Walmart. Everyone buys ammo at Walmart. Yeah, well, “everyone” doesn’t live in Rhode Island. You know how your neighborhood Walmart is clean and tidy and staffed by people who give a damn (even if they’re just pretending)? Not in my area code. But that’s how it is with passionate pursuits: they take you places where you wouldn’t go on a bet.
I never knew there was a Walmart down by Route 146. Google knew.
I parked the truck at the edge of the lot, away from Toyotas and Chevys that had never seen better days. At least not with their current owners . . .
An obese thirty-something with a backwards baseball cap and a grease-stained Adidas T-shirt sat on a bench outside the door. He sucked on a cigarette in the sweltering heat, staring at nothing.
Equally pregnant middle-aged men moved like message-less bottles cast into an endless, featureless sea. Or something like that. None of them were attached to the women, whose steely stares indicated more than a passing familiarity with shiftless men.
I wasn’t sure who was coming out of the store, or who was going in. My mind was busy processing potential threats, checking for cover and concealment, plotting escape routes.
A greeter stood at the entrance.
“Do you sell ammunition?” I asked.
“In THIS neighborhood?”
The ammo case in Walmart number two lay approximately six miles from the entrance. Not as the crow flies. Obviously.
The Sports Department’s ammo cabinet was locked but not loaded. What few bullet and shell boxes lingered on its shelves sat at odd angles, placed and replaced without care or respect for anything or anyone.
Not that there WAS anyone.
I eventually found three customer satisfaction representatives (or whatever they’re called). They were schmoozing by a lightly packed case of Twilight DVDs.
“Why are there are three of you here and no one in sporting goods?”
“You want ammo?” the alpha assistant enquired.
How the hell did she know that? How many irate ammo buyers had she already faced? Did they get ammo? Would I get ammo, now that I’d been “outed” as an ammo buyer.
She pressed a button on her shirt and called for help.
“What do you mean she doesn’t have her walkie?” she asked her button.
“I sure don’t,” a voice next to me said. A women pushing a cart full of Toy Story 3 merch rolled up next to us.
“You got the key to the ammo?” the alpha asked.

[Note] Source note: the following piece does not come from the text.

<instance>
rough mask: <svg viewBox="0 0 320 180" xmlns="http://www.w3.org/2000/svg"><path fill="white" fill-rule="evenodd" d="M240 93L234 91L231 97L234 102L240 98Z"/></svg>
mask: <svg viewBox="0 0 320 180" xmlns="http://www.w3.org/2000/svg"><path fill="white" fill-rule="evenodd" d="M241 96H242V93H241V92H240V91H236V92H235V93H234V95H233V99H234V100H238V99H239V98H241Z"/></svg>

“I got lots of keys,” she countered, jangling four key chains in rapid succession, like a tone deaf bell-ringer turned security guard.
“Yes, well, do you have the key that opens the ammo case?” I asked, trying to steer the conversation in a more goal-oriented direction.
“I don’t want to wear a walkie ’cause they always bother me with it.”
I’m not often speechless. When I am, it’s usually because I realize that the next words out of my mouth will might get me arrested.
“I’ll have four boxes of Winchester nine millimeter bullets,” I said.
“Nine m m’s?” she asked, immediately before dropping a box on the floor.
“Yes, and not that one,” I said.
“Do you want them for a handgun?” she asked, ringing up the sale.
“I figure its better than throwing them at people,” I said.
“Targets.” I corrected. “It’s better than throwing them at targets.”
I might as well have been talking about the weather in Uzbekistan. Wasn’t she supposed to check my license? Would it have made any difference if I’d said the nines were for that funny Calico carbine thing we tested back in the day?
Never mind. Providing I didn’t get stopped on the way out of the door, I’d visited Walmart three times: my first, second and last.
“How did that go?” Sam asked.
“About as well as expected,” I answered.
She moved the bag off the patio table, into the house.
Steven’s ordered 2000 rounds of nine. If the Internet didn’t exist, I’d of had to invent it.